The smell of rum entered my memory. That night, the night I’d not thought of for over a year came flooding back. My heart began to race and I found the swivel chair with the back of my outstretched hand.
“Yeah sorry, uh… vertigo?” I lied.
Kalen knelt down in front of me and gave me an unbelieving gaze. “I’m not an idiot. I crossed a boundary. I’m really sorry.”
“It’s not you.” I replied. “It’s me. I don’t want to talk about it, so uh… let’s get on with this assignment.”

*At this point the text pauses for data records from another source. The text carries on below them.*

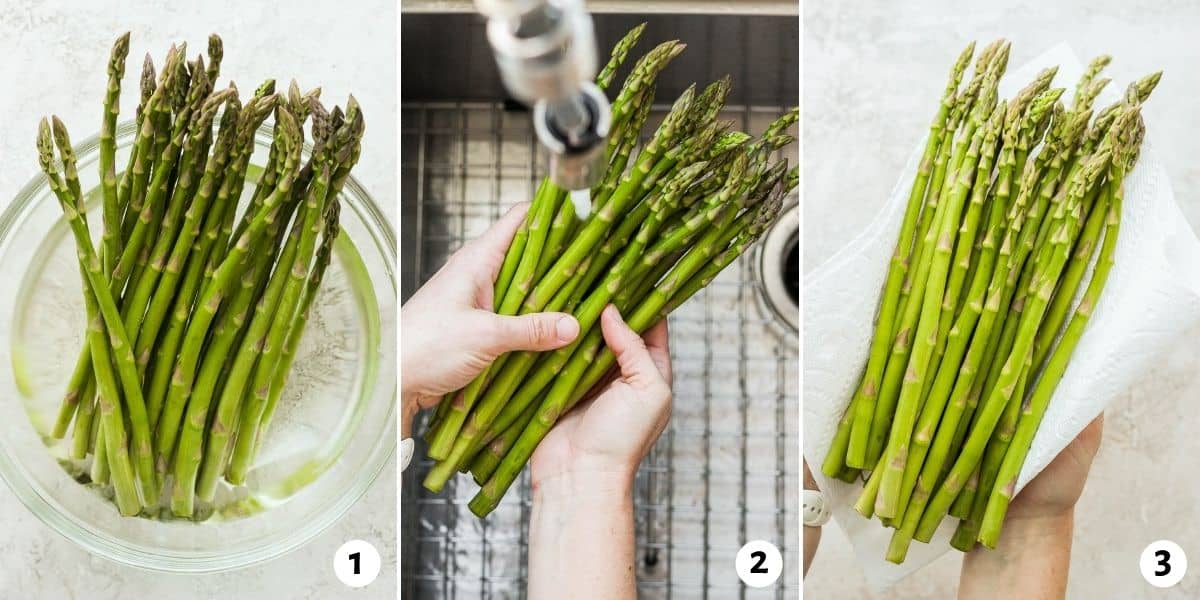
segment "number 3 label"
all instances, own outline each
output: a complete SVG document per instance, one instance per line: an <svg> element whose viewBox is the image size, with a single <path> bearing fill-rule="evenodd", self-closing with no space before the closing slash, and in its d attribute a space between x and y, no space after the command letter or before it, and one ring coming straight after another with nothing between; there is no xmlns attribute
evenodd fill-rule
<svg viewBox="0 0 1200 600"><path fill-rule="evenodd" d="M784 570L784 557L774 544L755 540L738 551L733 566L740 578L751 588L764 588L775 583Z"/></svg>
<svg viewBox="0 0 1200 600"><path fill-rule="evenodd" d="M1158 540L1141 551L1139 562L1141 576L1156 588L1169 588L1183 580L1188 571L1188 557L1178 544Z"/></svg>

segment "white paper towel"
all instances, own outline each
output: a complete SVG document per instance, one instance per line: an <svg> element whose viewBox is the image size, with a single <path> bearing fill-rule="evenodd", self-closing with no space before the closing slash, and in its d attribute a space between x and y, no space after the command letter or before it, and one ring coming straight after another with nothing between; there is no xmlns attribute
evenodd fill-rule
<svg viewBox="0 0 1200 600"><path fill-rule="evenodd" d="M1001 82L1001 97L1012 97L1038 71L1054 65L1060 66L1054 85L1067 88L1069 96L1084 66L1067 44L1060 44L1009 70ZM1097 106L1120 98L1128 83L1110 84ZM1153 124L1147 127L1152 130ZM1136 382L1178 332L1200 319L1200 240L1175 204L1152 138L1147 133L1138 164L1126 179L1116 264L1038 428L1019 488L1111 398ZM922 139L913 149L878 216L804 277L804 455L834 504L834 520L850 538L868 581L880 588L950 550L956 521L943 522L928 545L914 541L902 565L888 563L883 556L893 530L853 510L862 485L830 480L820 464L866 362L876 306L924 144Z"/></svg>

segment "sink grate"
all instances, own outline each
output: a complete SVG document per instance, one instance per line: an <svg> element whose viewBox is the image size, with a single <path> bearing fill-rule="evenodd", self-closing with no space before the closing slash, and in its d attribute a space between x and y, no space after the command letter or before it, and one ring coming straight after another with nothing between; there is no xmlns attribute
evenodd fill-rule
<svg viewBox="0 0 1200 600"><path fill-rule="evenodd" d="M464 240L533 197L545 156L528 113L503 103L404 103L401 110L402 259L415 266L402 270L407 298ZM757 133L782 110L731 107L722 119ZM784 152L796 162L794 145ZM751 258L671 316L674 414L634 492L643 599L799 595L797 343L762 304ZM480 521L467 510L474 482L463 475L430 494L420 485L430 467L418 458L403 476L404 596L523 598L528 473ZM733 572L737 550L755 539L782 551L785 571L772 588L745 588Z"/></svg>

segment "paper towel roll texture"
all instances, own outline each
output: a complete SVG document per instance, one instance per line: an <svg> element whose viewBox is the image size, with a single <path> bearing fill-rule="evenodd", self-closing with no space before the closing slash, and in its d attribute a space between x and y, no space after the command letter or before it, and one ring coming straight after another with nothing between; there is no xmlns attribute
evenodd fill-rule
<svg viewBox="0 0 1200 600"><path fill-rule="evenodd" d="M1056 46L1001 82L1012 95L1044 67L1058 65L1056 86L1068 95L1082 72L1066 44ZM1130 82L1114 82L1098 98L1103 107ZM930 114L936 92L929 90ZM1069 98L1064 98L1069 106ZM1150 100L1153 102L1153 98ZM1104 294L1038 428L1018 487L1024 487L1140 373L1178 332L1200 319L1200 240L1175 203L1166 172L1153 151L1153 125L1138 164L1126 179L1116 264ZM878 216L857 238L804 278L804 454L820 464L865 365L888 262L899 235L924 139L914 145L900 180ZM820 226L810 217L809 223ZM883 559L892 529L854 512L860 485L815 473L834 505L868 581L884 587L930 563L949 547L958 523L947 520L929 544L913 542L906 562Z"/></svg>

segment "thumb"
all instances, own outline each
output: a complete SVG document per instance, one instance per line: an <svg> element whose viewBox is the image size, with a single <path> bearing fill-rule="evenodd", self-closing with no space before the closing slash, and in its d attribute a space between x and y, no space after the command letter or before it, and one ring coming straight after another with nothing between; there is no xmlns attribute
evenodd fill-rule
<svg viewBox="0 0 1200 600"><path fill-rule="evenodd" d="M553 350L571 343L580 335L580 322L562 312L517 317L490 314L490 318L493 329L485 346L497 355L511 350Z"/></svg>
<svg viewBox="0 0 1200 600"><path fill-rule="evenodd" d="M646 348L642 336L625 324L616 306L608 305L600 316L604 341L612 349L620 367L622 378L640 390L665 385L662 373Z"/></svg>

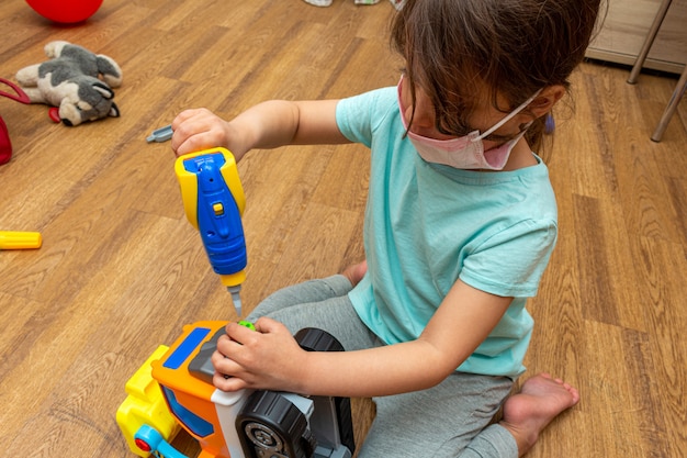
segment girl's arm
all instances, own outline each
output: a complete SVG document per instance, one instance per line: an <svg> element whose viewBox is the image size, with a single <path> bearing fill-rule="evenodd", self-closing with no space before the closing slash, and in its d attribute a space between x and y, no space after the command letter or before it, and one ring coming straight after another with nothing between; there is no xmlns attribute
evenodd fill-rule
<svg viewBox="0 0 687 458"><path fill-rule="evenodd" d="M171 146L177 156L224 146L237 160L252 148L291 144L348 143L336 123L338 100L272 100L232 121L206 109L187 110L172 122Z"/></svg>
<svg viewBox="0 0 687 458"><path fill-rule="evenodd" d="M511 299L459 280L418 339L358 351L304 351L283 325L269 319L258 320L258 333L232 323L213 356L218 371L214 383L226 391L249 387L341 396L423 390L441 382L474 351Z"/></svg>

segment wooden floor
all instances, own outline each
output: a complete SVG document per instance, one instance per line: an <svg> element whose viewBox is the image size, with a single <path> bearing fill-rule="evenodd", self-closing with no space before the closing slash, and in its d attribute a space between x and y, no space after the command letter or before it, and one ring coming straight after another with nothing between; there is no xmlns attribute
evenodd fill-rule
<svg viewBox="0 0 687 458"><path fill-rule="evenodd" d="M0 456L133 457L115 424L124 384L198 320L235 319L189 225L168 144L147 144L185 108L230 118L269 98L339 98L397 81L391 3L335 0L105 0L55 26L0 2L0 77L67 40L113 57L122 112L66 127L44 105L0 98L14 157L0 167L0 230L40 231L0 252ZM532 457L687 456L687 105L654 129L676 82L594 63L575 72L549 155L561 236L540 294L528 373L582 402ZM292 282L362 259L368 152L255 152L247 194L246 309ZM527 375L525 376L527 377ZM354 400L360 440L372 413ZM185 435L176 445L194 456Z"/></svg>

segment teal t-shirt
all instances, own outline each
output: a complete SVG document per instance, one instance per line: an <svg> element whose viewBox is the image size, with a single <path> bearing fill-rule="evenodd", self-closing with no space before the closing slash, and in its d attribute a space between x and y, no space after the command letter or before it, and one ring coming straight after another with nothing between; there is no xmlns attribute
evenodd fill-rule
<svg viewBox="0 0 687 458"><path fill-rule="evenodd" d="M386 344L416 339L460 278L514 297L496 328L457 370L519 376L537 293L558 234L545 165L514 171L426 163L404 127L396 88L339 101L350 141L371 148L364 248L368 272L349 293L360 319Z"/></svg>

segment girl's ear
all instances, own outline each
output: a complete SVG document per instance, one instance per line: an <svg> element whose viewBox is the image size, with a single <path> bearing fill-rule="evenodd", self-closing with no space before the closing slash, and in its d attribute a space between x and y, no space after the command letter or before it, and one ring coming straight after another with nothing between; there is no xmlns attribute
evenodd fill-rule
<svg viewBox="0 0 687 458"><path fill-rule="evenodd" d="M532 100L527 110L540 118L551 111L553 105L565 96L565 88L561 85L548 86Z"/></svg>

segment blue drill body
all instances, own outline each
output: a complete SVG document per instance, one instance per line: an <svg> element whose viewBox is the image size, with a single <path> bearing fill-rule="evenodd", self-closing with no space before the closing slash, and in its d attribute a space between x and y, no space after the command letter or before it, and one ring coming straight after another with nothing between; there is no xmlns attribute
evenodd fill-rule
<svg viewBox="0 0 687 458"><path fill-rule="evenodd" d="M181 169L177 165L177 175L187 217L199 230L210 264L232 293L240 317L238 292L246 278L247 255L241 223L244 196L236 163L230 153L222 148L182 156L177 160L182 165ZM233 186L227 183L227 176ZM189 180L190 177L194 179ZM240 196L234 196L233 191Z"/></svg>

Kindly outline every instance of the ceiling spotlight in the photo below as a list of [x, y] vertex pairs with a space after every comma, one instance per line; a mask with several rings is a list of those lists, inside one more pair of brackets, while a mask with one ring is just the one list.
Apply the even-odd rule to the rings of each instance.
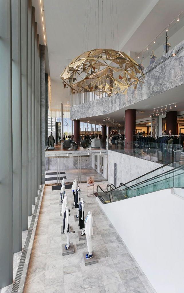
[[176, 49], [174, 49], [174, 50], [173, 51], [173, 54], [172, 54], [172, 56], [176, 56]]

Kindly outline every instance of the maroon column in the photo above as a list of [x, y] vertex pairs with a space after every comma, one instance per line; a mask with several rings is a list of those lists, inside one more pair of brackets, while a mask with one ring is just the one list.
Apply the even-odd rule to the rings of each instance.
[[[132, 141], [133, 131], [135, 130], [135, 110], [127, 109], [125, 111], [125, 139], [126, 143]], [[134, 132], [134, 134], [135, 132]]]
[[80, 120], [74, 120], [74, 141], [79, 146], [80, 137]]
[[167, 134], [171, 130], [174, 135], [177, 134], [177, 111], [171, 111], [166, 113]]
[[105, 143], [106, 142], [106, 125], [102, 126], [102, 143]]

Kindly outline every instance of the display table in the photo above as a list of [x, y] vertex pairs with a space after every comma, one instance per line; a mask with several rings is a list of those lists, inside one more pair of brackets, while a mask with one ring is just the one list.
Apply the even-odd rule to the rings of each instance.
[[100, 140], [100, 139], [91, 139], [91, 147], [100, 148], [101, 146]]

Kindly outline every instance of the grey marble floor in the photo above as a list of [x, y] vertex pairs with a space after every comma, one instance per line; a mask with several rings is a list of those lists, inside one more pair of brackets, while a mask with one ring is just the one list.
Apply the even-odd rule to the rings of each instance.
[[[105, 188], [107, 182], [100, 183]], [[98, 263], [85, 266], [83, 252], [86, 241], [79, 241], [78, 222], [70, 209], [70, 241], [74, 253], [62, 256], [61, 234], [63, 217], [59, 216], [58, 191], [45, 188], [24, 293], [153, 293], [147, 280], [129, 253], [121, 239], [95, 200], [88, 198], [86, 183], [79, 184], [85, 199], [85, 216], [90, 210], [93, 217], [93, 250]], [[95, 187], [96, 188], [96, 186]], [[67, 193], [69, 207], [73, 202]]]

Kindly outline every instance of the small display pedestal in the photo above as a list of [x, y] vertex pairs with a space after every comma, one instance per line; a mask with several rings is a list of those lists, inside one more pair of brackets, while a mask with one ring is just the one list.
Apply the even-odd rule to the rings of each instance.
[[[86, 240], [86, 235], [85, 234], [84, 234], [82, 236], [81, 235], [81, 232], [80, 231], [78, 231], [77, 233], [78, 233], [78, 236], [79, 236], [79, 241], [81, 240]], [[86, 255], [86, 254], [85, 255]], [[92, 258], [93, 258], [93, 257]]]
[[[63, 226], [61, 226], [61, 234], [64, 234], [64, 232], [63, 232]], [[69, 233], [70, 233], [71, 232], [71, 228], [70, 228], [70, 225], [69, 224]]]
[[74, 215], [74, 221], [75, 222], [77, 222], [77, 221], [79, 222], [79, 218], [76, 218], [76, 215]]
[[85, 265], [93, 265], [94, 263], [97, 263], [97, 260], [94, 254], [93, 253], [93, 257], [89, 259], [87, 259], [86, 258], [86, 255], [87, 253], [87, 252], [83, 252], [83, 257], [84, 260], [84, 264]]
[[[91, 194], [90, 194], [90, 193], [88, 193], [88, 188], [89, 187], [93, 187], [93, 194], [92, 194], [91, 193]], [[90, 196], [94, 196], [94, 185], [93, 185], [93, 186], [91, 185], [91, 186], [87, 186], [87, 188], [88, 188], [88, 193], [87, 193], [87, 195], [88, 196], [88, 197], [89, 197]]]
[[67, 254], [72, 254], [74, 253], [74, 246], [73, 242], [71, 242], [70, 243], [70, 248], [68, 249], [65, 249], [65, 246], [66, 244], [62, 244], [62, 247], [63, 248], [63, 253], [62, 255], [67, 255]]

We brainstormed ideas for songs for half an hour or so, settling on basing it about making bad decisions. It seemed the natural choice and once we started with one thought another followed. Around 5 Kalen ordered pizza. It wasn’t until almost 9:30 that we decided to call it a day, with only the first verse and chorus written.
“I should get you home.” Kalen said standing up.
“Yeah.” I replied.
I noted his parents still weren’t home once we’d made it back upstairs, the house was so quiet that the old cliche about hearing pins drop would’ve stood true. We made it to the front door, Kalen opened it and waited for me to pass through, and together we walked down the path to his car. We didn’t talk during the drive to my house, but rather than being awkward at all, it was nice… relaxing. For once I didn’t feel like I needed to think. That feeling didn’t last long. When we pulled up outside my house my heart dropped. Dad’s car was in the driveway. He was home, and I was home late. I tensed up as Kalen’s car pulled to a stop, so much I almost asked him to drive me to the nearest bus shelter. Instead I swallowed and grabbed my things.
“Thanks.” I whispered, my voice meek. “See you tomorrow.”
“See you tomorrow, Willow.”
I got out of the car and walked across the lawn. I turned and looked back at Kalen as I approached the door, Even from here I could see his smile. I forced a smile on my face before I walked inside and closed the door behind me. Maybe I’d slip in unnoticed, most of the time I was as invisible here as I was a school. I walked quietly through the foyer and past the kitchen door, I thought I was home free when I made it to the staircase, only for the sound of my father clearly his throat to sound like a foghorn. I froze on the spot and let my head dip forward.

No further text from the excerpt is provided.